Once the contract is signed, you, as a client, should not remove, sell, give away, or allow family members to take any items. To remove items from the estate is discourteous to the professional. They took the sale based on what they saw during the walk-through of your home. They also probably turned away other sales to do this one.

The estate sale professional has the right to know that all the items they expect to sell will remain there in the home and not be removed or disappear. If items are removed from the estate after the signing of the contract, the estate sale professional will most likely take their commission from the items that are missing, and may also assign a fee to cover their time in the estate since they have lost income.

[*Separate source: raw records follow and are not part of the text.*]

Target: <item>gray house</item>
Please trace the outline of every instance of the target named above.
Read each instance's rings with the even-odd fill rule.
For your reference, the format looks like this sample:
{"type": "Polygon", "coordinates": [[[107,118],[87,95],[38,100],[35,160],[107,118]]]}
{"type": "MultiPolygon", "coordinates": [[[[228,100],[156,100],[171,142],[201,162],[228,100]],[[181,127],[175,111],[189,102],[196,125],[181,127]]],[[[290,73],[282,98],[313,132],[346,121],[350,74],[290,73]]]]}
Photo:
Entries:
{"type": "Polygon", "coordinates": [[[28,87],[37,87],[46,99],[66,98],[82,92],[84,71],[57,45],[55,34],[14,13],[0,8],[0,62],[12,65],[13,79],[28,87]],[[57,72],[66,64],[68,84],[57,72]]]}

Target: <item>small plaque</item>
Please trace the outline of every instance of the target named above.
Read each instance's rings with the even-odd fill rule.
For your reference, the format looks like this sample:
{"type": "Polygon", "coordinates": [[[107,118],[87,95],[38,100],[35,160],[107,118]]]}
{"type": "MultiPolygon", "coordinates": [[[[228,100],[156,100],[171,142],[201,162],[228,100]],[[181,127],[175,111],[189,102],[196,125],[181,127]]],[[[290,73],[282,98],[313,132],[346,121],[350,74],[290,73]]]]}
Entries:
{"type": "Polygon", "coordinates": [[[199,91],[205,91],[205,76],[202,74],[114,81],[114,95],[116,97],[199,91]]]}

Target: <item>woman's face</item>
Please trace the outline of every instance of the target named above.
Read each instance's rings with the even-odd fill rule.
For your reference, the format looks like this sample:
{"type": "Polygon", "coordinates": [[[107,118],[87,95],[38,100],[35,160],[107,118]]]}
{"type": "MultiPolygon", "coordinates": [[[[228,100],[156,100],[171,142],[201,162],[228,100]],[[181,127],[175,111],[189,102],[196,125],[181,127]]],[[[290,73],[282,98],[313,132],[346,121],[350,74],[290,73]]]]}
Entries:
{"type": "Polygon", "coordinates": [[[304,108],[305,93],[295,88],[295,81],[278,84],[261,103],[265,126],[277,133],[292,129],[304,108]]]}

8. Timely Communication. You should be kept apprised of the estate sales process step-by-step. Your phone calls or emails should be returned, your questions should be answered, and your concerns should be addressed.

Please remember that estate sale professionals are in estates all day and cannot return your calls immediately, but should return your call by the end of the business day or the next day. A professional may say, “On Monday, Tuesday and Wednesday, we will be sorting/organizing, setting up tables, and pricing. On Thursday, we will do this. The sale will run Friday and Saturday.”

Some professionals, if working with long-distance executors/heirs, will email or text photographs to show their clients what they have done, and keep them in the loop even though they are not present.

9. Client Attendance during the sale set up or at the actual sale. A professional knows you want to be involved, but the truth is they can accomplish much more and stay focused if you are not present.

Family and friends have the best of intentions, but they come over, start talking, going down memory lane, etc. This is certainly understandable, but once you hire an estate professional, let them do their job; they are working within a specific timeframe and must remain focused on each detail.

10. Expect respect and give respect. Once contracted, the professional will schedule and go to work preparing the estate for the sale. Some of the work requires the organization to be done from their own office making phone calls, scheduling, etc. A professional should treat each current estate with respect, even if they are working on another estate the same week or in close proximity. Yet, professionals love working with clients who offer them the same kindness and respect.

11. What you should know about liquidators. Preparing for and conducting one estate sale requires tremendous brain and muscle power. Think about it. They reorganize a lifetime of accumulation in just a few days.

It takes organizational skills that come only with experience, and the liquidator is literally doing a dozen things at one time. Their staff takes direction well, but it is the liquidator that holds, creates, and controls the mind-boggling “To-Do” list that would make anyone’s knees buckle. They have to remind themselves to “eat their Wheaties” because it will take the strength of a champion to deal with the public and all of their woes and complaints.

The professionals, who do this kind of work, love it and thrive on it. All they want in return is a little appreciation for all the work they do.

12. Decide ahead of time what to do with estate sale leftovers. Sometimes items will be left over after an estate sale. Decide ahead of time, when you contract with the estate professional, what your preference is for those items. Some liquidators will pack these items up for an additional fee, arrange for charity, etc. Other times, clients want to keep or go through the leftover items.

13. An estate professional will help with guidance. A professional estate liquidator will assist you and your family on numerous levels. Don’t throw anything away until they get there, even if you think it’s junk. A good liquidator will educate you, so you can make sound decisions.

Should any problem or challenges arise, it is up to both parties to communicate clearly in order to arrive at peaceful resolutions.

This article is just a fragment of what estate sales professionals do on a daily basis for their clients. Their efforts are Herculean. The most important thing for the client is to hire an estate liquidator you trust and feel good about.